They say that the Pacific has no memory. Whoever they are, they say this in such a way as to invoke images of old men looking wistfully across sun-beaten bays, and of winsome young girls with sea-grey eyes walking on beaches, their shoes dangling from one hand. What is says to us, to my brethren and I, is that the Pacific is a body of water in its dotage.
Subject to vicious mood swings? Sure.
Hiding her fair share of secrets? What grand old lady isn’t?
Where I’m from, memory is muscle. Without it we are formless, foetid water, stilled in a dip in the ground.
We provincial rivers remember. We remember the low-lying expanse of flood plain waiting to be crept across. We remember the imperceptible shift in the levee during the last spell in spate, the fingertip journey through crowded gabion.

To rely upon brute distance a la Point Nemo is clumsy – girth is no guarantor of fear. I have people looking up at bruised, pregnant skies with fear written large on their faces. Villagers listen to the thrumming on their roofs whilst in their minds already clambering on to those same roofs. My tributaries of threat steal across minds like capillaries over brains.

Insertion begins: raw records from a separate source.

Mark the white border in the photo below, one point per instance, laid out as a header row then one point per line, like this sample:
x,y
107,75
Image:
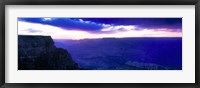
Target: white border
x,y
187,75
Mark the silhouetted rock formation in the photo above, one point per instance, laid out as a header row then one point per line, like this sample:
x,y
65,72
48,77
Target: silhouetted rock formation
x,y
39,53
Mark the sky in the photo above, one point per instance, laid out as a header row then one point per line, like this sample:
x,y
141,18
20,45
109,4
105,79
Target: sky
x,y
82,28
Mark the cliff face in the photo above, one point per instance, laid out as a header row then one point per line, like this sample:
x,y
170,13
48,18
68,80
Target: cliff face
x,y
39,53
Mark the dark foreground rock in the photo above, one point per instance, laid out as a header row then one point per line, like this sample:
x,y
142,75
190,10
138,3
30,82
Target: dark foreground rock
x,y
39,53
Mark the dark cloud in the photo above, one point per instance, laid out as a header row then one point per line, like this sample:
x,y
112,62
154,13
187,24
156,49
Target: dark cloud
x,y
96,24
152,23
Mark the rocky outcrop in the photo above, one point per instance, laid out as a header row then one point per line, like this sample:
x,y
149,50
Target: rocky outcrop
x,y
39,53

The river has burst its banks trills some bedraggled reporter, her umbrella tugging at her hand. Surely your forebears taught you that I have no banks, no boundaries. I wend my way through rock and soil as I will, as I have willed since the crushing darkness of mile-thick ice carved out the routes I follow still. Memories are made this way.

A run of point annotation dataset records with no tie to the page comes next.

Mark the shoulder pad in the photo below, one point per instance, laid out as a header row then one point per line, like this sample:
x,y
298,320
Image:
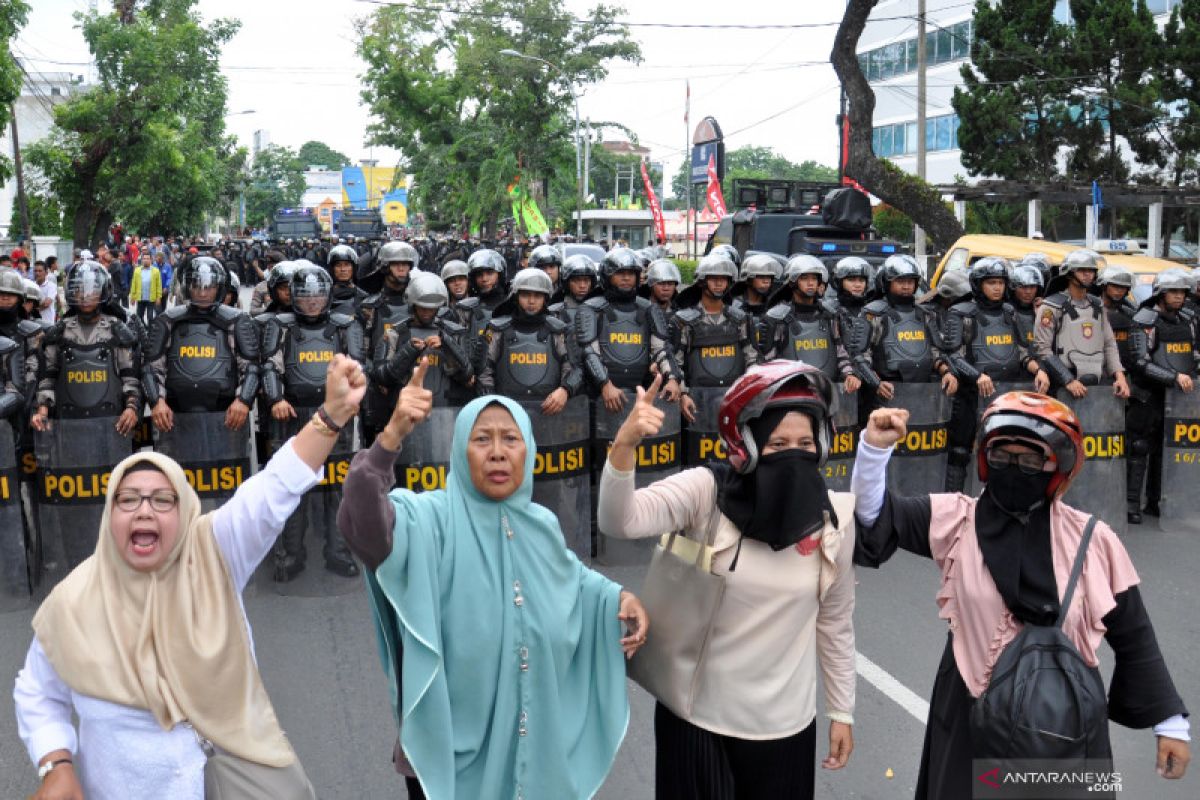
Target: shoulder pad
x,y
1146,317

*Thanks for reading, folks. Image courtesy of Piqsels. Recent stories of mine include ‘Something Borrowed, Something New‘ and ‘Alder, Beech, Hawthorn, and Hazel‘.
Matthew Richardson is a writer of short stories. His work has featured in Gold Dust magazine, Literally Stories, Close to the Bone, McStorytellers, Penny Shorts, Soft Cartel, Whatever Keeps the Lights On, Flashback Fiction, Cafelit, Best MicroFiction 2021, Writer’s Egg, and Shooter magazine. He is a doctoral student at the University of Dundee, a lucky husband, and a proud father. He blogs at www.matthewjrichardson.com and tweets at https://twitter.com/mjrichardso0
Excellent, Matthew – so imaginative to personify a river in this way. This ‘provincial’ river seems to me to have a bit of a chip on his shoulder (to use a badly mixed metaphor).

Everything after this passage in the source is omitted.